The second biggest offshore wind farm in the world has officially opened off the north Wales coast.
The £2bn Gwynt y Mor project is already a familiar sight eight miles (13km) off Llandudno in Conwy county.
The UK Government meanwhile has announced it is to end subsidies for new onshore wind farms from April 2016.
First Minister Carwyn Jones, at Gwynt-y-Mor's opening, was scathing of the decision, saying it had created an "atmosphere of uncertainty".
Mr Jones called it a "complete and utter mess".
He has written to the Department of Energy and Climate Change (DECC), saying the decision was "ludicrous" with no consultation.
Gwynt-y-Mor covers an area of 31 square miles (80 sq km) and includes an offshore substation, weighing 1,500 tonnes.

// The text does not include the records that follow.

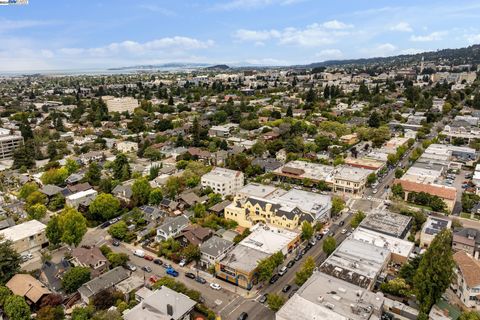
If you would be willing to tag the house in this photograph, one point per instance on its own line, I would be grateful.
(83, 198)
(213, 250)
(26, 237)
(24, 285)
(466, 283)
(91, 258)
(162, 304)
(194, 235)
(105, 281)
(223, 181)
(467, 240)
(172, 227)
(431, 228)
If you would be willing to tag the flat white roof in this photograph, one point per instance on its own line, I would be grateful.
(23, 230)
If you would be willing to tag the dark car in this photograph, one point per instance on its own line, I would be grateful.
(147, 269)
(286, 288)
(274, 278)
(243, 316)
(263, 298)
(200, 280)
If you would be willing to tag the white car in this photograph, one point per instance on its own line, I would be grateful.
(215, 286)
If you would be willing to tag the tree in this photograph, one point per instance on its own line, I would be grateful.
(16, 308)
(307, 230)
(305, 272)
(337, 205)
(54, 231)
(371, 178)
(141, 191)
(73, 225)
(329, 245)
(470, 315)
(36, 211)
(50, 313)
(118, 230)
(93, 174)
(104, 206)
(357, 219)
(275, 301)
(74, 278)
(9, 261)
(156, 196)
(434, 274)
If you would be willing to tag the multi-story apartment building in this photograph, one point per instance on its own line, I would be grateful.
(223, 181)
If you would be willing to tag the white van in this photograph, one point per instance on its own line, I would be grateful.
(139, 253)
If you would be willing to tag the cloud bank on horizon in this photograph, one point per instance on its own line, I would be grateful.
(54, 34)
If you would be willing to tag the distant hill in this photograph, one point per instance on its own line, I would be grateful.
(218, 67)
(468, 55)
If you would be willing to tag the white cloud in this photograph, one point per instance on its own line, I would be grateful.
(329, 54)
(402, 27)
(336, 25)
(434, 36)
(313, 35)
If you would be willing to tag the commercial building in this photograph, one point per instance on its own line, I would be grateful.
(125, 104)
(163, 303)
(239, 265)
(328, 298)
(388, 223)
(223, 181)
(279, 208)
(26, 237)
(431, 228)
(356, 262)
(466, 283)
(9, 143)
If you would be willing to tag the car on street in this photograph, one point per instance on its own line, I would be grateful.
(274, 278)
(172, 272)
(282, 271)
(130, 266)
(182, 263)
(215, 286)
(200, 280)
(286, 288)
(263, 298)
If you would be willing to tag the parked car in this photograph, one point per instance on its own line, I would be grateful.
(282, 271)
(243, 316)
(274, 278)
(172, 272)
(215, 286)
(263, 298)
(200, 280)
(286, 288)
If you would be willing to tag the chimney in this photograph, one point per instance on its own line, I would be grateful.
(169, 309)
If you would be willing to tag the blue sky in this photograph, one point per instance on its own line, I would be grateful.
(77, 34)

It has taken 12 years to get off the ground and was not without its opposition from campaigners and councillors, worried about the visual impact and its effect on tourism and the seascape.
The original proposals were scaled down and planning permission was granted in 2008 by the then Energy Secretary, Ed Miliband.
Up to 100 jobs will be created at Mostyn docks, near Holywell, Flintshire, to service the turbines.
Even larger wind farms are being built in the North Sea, with an incentive of £155 per megawatt hour from the government.
It costs twice as much to build them out to sea than it does on land.